It is a common occurrence for electricity bills to skyrocket during heat waves or cold snaps, as Australian residents use heaters and air conditioners to regulate the temperature in their houses.

Even on normal days, a significant amount of energy is expended on cooling or heating appliances. In Australia, it is estimated that up to 39% of the end energy usage in domestic buildings is for space heating and cooling.

In collaboration with Think Brick Australia, a research team from the University of Newcastle has spent over eight years studying the thermal performance of masonry housing, with a view to obtaining the optimal house design for thermal efficiency. That is, a home or building which provides a high level of thermal comfort without an over reliance on artificial heating or cooling.

The project, which is headed by Emeritus Professor Adrian Page, Dr. Dariusz Alterman and Professor Behdad Moghtaderi of the Priority Research Centre for Energy, records valuable data through the employment of a thermal ‘guarded hot box,’ and four thermal housing test modules, that are unique to Australasia.

Extensive theoretical studies are also being performed in parallel with this experimental program.

The thermal ‘guarded hot box’ is used to determine the surface-to-surface thermal resistance, or R-value, of various wall systems or composites, in accordance international testing standards.

“It can also be used to evaluate the wall behaviour in cyclic tests, simulating real weather conditions, which is an important factor in the passive solar design of houses,” said Dr Alterman.

The thermal housing test modules are being used to observe the response of various walling systems in a realistic setting. Measurements are being made of heat flows through the walls, as well as the exterior and interior climatic conditions. The measurements are part of the study of the buildings’ response to factors such as the type of materials and walling system used, their location within the structure, and in particular, the influence of thermal mass.
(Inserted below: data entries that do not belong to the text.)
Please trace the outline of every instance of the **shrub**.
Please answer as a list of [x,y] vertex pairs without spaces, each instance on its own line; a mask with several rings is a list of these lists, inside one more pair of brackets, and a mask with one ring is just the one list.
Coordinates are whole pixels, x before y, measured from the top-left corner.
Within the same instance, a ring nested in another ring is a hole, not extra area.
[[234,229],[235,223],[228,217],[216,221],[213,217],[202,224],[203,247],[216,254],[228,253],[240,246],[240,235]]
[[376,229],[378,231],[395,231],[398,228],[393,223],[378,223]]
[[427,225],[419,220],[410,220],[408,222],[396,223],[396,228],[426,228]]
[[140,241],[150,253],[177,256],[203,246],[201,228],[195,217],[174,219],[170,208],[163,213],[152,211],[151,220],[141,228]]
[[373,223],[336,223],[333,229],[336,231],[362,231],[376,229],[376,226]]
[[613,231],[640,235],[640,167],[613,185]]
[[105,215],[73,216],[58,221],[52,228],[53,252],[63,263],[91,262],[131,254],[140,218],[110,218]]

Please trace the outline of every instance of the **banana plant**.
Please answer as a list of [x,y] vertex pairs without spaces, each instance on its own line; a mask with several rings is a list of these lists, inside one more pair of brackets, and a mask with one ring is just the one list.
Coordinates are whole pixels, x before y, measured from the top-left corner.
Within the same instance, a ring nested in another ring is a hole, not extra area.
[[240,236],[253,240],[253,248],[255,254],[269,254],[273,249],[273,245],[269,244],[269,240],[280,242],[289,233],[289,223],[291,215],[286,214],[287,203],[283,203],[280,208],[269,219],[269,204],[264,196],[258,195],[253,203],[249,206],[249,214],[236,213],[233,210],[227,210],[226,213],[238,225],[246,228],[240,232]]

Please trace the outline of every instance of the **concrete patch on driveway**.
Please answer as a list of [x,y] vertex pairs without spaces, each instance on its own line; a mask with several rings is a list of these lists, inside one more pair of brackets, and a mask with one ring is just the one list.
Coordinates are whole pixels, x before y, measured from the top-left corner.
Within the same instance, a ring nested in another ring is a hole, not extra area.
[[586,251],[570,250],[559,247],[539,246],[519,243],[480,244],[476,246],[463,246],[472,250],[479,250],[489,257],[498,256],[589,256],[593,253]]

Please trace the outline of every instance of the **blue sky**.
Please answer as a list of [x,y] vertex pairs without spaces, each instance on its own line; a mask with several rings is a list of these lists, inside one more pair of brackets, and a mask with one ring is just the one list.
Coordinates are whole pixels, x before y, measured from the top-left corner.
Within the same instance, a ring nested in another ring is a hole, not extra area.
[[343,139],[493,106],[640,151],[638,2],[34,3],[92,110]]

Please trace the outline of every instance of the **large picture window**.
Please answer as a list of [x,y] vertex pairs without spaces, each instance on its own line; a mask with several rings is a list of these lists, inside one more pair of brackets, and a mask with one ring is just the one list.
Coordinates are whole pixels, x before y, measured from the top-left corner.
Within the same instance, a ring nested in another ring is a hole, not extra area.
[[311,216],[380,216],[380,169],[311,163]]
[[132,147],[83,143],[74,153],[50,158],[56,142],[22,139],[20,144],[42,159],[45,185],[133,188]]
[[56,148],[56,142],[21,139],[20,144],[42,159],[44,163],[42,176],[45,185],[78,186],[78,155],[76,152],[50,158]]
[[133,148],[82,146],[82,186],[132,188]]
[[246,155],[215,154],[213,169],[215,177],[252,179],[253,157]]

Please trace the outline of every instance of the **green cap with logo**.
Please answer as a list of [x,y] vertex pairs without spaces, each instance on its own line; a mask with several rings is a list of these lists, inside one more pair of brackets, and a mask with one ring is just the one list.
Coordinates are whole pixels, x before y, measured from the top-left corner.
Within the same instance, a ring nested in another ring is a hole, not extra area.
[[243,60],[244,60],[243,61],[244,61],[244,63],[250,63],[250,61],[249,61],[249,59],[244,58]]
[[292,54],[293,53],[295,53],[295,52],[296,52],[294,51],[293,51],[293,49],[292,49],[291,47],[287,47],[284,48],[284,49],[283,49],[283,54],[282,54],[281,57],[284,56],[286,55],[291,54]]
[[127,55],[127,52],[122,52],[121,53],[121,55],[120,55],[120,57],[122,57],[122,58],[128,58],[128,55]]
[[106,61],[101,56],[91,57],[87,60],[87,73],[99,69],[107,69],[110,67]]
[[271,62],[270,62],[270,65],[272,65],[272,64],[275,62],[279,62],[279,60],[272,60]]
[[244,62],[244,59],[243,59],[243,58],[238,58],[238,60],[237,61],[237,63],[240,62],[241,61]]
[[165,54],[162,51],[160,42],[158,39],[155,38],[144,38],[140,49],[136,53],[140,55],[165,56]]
To monitor this behaviour, each module has 105 sensors that record statistics every five minutes, 24 hours a day, seven days a week.

“You can imagine the amount of data we have accumulated over eight years,” says Professor Page. “Architects have known about these thermal property factors for years, but this is the first time that it has been quantitatively measured in a systematic fashion.”

“Our findings have already had a significant impact on the building industry- it has lead to changes being made to the Building Code of Australia, which now more fully takes into account the effects of thermal mass.”

Altogether, Professor Page estimates that $2 million has been spent on the research, including the contributions of three Australian Research Council (ARC) linkage grants, as well as financial support from the brick industry and substantial in-kind support from the School of Engineering.

The analytical strand of the investigation has also lead to the development of the software modelling package NUMBERS (Newcastle University Modelling Building Energy Rating Software), which is able to reproduce the thermal behaviour of buildings in a realistic fashion. This is a valuable research tool which also has significant commercialisation potential.